Le Soir
Samedi 13 novembre 2010
MUNSTER,JEAN-FRANCOIS
Cent mille enfants victimes des pires formes de travail dans les plantations de cacao en Afrique.
L’esclavage des enfants, c’est dégoûtant. » Pour illustrer le slogan, une petite fille à la bouche barbouillée de chocolat fait la grimace sur l’affiche. La campagne Oxfam Magasins du monde qui culmine le week-end prochain avec l’organisation des petits-déjeuners interpelle et dérange forcément nos consciences. Aucun produit n’est sans doute plus associé au plaisir que le chocolat. Plaisir gâché quand on sait que plus de 100.000 enfants en Côte d’Ivoire et au Ghana, deux pays qui représentent à eux seuls 60 % de la production mondiale de cacao, sont victimes des pires formes de travail. Charges excessives à porter, exposition à des pesticides sans protection, utilisation d’outils dangereux (machettes…) mais aussi trafic et esclavage.

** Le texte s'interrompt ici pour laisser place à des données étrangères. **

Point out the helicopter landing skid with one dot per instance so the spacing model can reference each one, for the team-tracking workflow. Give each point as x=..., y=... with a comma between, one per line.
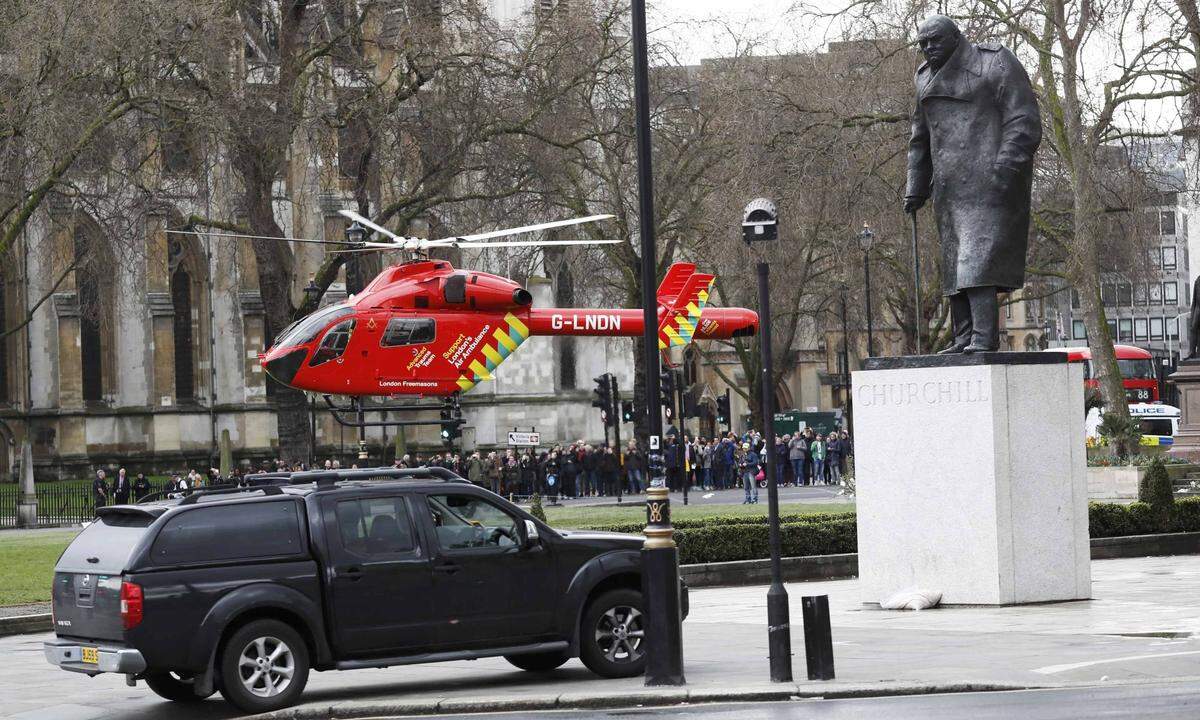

D’autres chiffres circulent. Il est difficile d’avoir une vue globale sur un tel phénomène. La culture du cacao dans cette région d’Afrique est avant tout une activité familiale. Les plantations sont de très petite taille. En Côte d’Ivoire, environ 2,5 millions de petits producteurs et leurs familles vivent du cacao. Si les parents font travailleur leurs enfants, c’est avant tout une conséquence de la pauvreté qui frappe ce pays. « Les prix du cacao sont devenus tellement peu rémunérateurs qu’il est impossible pour ces fermiers d’engager de la main-d’œuvre durant la haute saison, explique Sié Kambou, en charge de la protection des enfants pour l’UNICEF à Abidjan (Côte d’Ivoire). Le taux de pauvreté était de 10 % en 1985. En 2008, il est passé à 49 %.Un appauvrissement qui a différentes raisons : des prix du cacao trop bas, la libéralisation du secteur, la guerre civile, la faible productivité des exploitations… Le manque d’école dans les campagnes et le coût que représente la scolarité favorisent aussi le travail des enfants. Si le taux de scolarisation est de 80 % dans les villes, il peut chuter à 18-20 % dans certaines zones du sud-ouest du pays.

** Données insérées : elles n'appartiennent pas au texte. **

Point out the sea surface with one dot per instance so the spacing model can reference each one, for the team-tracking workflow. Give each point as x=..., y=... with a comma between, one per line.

Toute forme de travail des enfants n’est pas toujours en soi condamnable. « Il faut faire la différence entre l’exploitation et le travail socialisant, insiste Mariame Touré, chargée de projet auprès de Kavokiva, une coopérative agricole certifiée commerce équitable qui regroupe 5.800 producteurs dans le centre-ouest du pays. Elever un enfant, c’est aussi lui transmettre le métier, lui apprendre le travail des champs. Qu’un enfant vienne aider ses parents dans la plantation ne pose pas de problème à condition qu’on lui réserve des tâches adaptées à son âge et que cela se passe en dehors des heures d’école ». Ce n’est pas toujours le cas. Bien souvent par ignorance des dommages que cela peut causer, les enfants sont amenés à porter des charges très lourdes sur leur dos, à utiliser des machettes ou à pulvériser des pesticides sans masque. « Il y a tout un travail pédagogique à mener pour expliquer aux parents pourquoi c’est dangereux ». Kavokiva a mis en place un système de contrôle interne. Dans chaque village, des comités composés du chef de village, de représentants des jeunes, des femmes… ont été créés afin de sensibiliser les parents au problème, de surveiller ce qui se passe et éventuellement de dénoncer ceux qui, malgré les mises en garde, continueraient à confier à leurs enfants des tâches dangereuses.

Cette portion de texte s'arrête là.